Impact on Financial Decisions through Resources and Education
Abstract
In high stakes financial decisions, people leave a substantial amount of money on the table, even when financial education is available. The ubiquity of financial choices makes understanding the effects of incentives and education on mistakes crucial. This research experimentally examines the impact of changes in incentives and educational availability on incentivized but hypothetical healthcare choices using Amazon Mechanical Turk. We find that increasing incentives are ineffective in increasing decision-making effort, even when these changes are made clear and salient to the subjects. Yet, surprisingly, despite this lack of effort response, subjects’ choices improve when incentives are high. This result highlights an under-appreciated channel of incentives: when stakes become larger, often, the problems become simpler too. We next investigate the effect of available education. Overall, education leads to an increase in decision-making effort and an improvement in choice quality.
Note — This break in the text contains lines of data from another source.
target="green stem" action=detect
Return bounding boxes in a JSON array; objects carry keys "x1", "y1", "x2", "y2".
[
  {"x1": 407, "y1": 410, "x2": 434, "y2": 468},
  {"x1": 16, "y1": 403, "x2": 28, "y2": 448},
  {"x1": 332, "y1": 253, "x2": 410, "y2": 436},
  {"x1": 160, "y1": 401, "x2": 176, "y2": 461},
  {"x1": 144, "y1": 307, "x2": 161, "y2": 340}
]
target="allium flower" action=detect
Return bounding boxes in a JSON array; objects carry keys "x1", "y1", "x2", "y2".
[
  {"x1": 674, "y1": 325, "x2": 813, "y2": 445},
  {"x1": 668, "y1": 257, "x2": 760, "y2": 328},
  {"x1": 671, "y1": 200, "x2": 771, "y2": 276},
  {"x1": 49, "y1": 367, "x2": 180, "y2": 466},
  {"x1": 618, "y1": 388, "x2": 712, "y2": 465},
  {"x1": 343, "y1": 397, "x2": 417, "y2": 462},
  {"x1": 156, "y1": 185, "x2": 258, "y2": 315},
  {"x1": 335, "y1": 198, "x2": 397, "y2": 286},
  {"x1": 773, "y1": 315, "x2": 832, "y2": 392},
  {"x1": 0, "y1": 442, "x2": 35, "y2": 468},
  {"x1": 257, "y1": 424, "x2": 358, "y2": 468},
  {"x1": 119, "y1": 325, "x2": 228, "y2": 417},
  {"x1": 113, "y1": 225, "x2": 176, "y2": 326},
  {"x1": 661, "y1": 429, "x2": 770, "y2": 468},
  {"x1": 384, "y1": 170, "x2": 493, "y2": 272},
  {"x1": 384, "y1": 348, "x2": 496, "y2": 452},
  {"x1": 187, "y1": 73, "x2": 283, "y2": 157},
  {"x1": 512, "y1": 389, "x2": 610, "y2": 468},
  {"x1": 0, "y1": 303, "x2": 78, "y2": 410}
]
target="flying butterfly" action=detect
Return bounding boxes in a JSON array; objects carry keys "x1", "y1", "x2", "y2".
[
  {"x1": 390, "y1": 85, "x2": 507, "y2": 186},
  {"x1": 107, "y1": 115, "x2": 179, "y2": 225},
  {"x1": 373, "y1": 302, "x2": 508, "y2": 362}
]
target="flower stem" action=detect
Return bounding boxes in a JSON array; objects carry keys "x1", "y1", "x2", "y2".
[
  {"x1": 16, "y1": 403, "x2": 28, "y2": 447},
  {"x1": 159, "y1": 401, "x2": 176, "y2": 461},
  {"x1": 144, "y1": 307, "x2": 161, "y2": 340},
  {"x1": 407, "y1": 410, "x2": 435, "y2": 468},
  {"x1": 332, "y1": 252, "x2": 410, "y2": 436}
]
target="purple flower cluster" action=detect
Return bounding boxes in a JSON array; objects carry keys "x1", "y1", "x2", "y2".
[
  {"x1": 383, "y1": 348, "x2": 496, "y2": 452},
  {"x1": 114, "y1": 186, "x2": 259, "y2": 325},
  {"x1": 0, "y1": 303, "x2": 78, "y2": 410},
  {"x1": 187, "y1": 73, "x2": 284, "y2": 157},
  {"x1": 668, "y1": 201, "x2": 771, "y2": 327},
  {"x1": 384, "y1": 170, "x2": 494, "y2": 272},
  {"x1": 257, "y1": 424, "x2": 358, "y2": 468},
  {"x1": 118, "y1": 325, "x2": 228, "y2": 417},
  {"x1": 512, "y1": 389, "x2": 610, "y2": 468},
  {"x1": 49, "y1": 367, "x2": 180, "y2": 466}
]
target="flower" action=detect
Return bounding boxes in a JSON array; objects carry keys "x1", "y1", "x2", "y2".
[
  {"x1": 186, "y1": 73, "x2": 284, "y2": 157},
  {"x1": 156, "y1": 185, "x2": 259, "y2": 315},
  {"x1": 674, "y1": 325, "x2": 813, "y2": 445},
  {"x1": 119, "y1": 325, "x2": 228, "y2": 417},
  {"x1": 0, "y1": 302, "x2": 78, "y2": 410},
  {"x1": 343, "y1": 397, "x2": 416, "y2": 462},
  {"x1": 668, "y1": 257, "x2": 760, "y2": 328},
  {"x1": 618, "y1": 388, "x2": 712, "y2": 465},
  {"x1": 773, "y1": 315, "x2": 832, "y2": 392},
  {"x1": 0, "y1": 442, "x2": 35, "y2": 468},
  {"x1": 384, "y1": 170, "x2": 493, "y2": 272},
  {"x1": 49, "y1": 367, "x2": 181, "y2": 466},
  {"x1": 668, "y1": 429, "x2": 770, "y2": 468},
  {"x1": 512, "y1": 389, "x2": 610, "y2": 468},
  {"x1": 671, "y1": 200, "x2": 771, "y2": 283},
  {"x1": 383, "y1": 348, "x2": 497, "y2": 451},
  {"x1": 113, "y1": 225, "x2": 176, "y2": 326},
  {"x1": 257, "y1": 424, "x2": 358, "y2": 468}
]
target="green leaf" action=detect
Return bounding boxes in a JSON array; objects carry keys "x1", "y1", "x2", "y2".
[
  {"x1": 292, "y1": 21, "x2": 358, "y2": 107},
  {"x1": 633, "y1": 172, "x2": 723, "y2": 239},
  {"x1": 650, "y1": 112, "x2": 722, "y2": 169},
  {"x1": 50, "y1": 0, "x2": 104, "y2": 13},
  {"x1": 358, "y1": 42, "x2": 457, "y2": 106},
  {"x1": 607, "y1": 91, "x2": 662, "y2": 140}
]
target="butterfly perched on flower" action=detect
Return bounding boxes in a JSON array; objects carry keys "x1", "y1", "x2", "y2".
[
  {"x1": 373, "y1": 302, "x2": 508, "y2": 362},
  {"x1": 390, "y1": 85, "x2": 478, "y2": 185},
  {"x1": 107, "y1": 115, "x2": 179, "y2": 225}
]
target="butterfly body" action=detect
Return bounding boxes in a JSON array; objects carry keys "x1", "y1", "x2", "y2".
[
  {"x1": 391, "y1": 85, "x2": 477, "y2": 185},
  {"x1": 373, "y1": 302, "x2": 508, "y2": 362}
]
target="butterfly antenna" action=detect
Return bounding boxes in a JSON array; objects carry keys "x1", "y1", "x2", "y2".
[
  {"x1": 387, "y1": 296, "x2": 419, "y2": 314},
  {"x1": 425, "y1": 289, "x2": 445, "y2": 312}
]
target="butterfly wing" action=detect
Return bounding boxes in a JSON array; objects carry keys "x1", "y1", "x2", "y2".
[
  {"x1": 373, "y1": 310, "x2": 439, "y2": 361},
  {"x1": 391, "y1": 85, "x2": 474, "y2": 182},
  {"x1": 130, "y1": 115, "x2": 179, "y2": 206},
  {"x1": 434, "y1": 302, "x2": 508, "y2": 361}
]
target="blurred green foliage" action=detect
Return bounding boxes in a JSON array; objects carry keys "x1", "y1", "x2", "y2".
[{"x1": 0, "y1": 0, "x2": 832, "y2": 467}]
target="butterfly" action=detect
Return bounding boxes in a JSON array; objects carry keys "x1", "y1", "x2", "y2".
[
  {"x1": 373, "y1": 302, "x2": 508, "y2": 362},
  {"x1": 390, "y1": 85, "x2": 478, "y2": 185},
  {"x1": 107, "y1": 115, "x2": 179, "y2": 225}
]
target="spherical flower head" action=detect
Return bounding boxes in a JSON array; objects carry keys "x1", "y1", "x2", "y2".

However, this average effect masks significant heterogeneity across incentive treatments. Subjects are willing to put in the educational effort when either the problems are hard or mistakes are highly costly, but the return of the educational effort is zero for hard problems and positive for easy ones. Thus, only when stakes are high and the problem is easy, does education have an effect. These findings suggest that people can be encouraged to get education for high-stakes decisions, and policy-makers have a role in simplifying problems to translate the extra effort into better choices.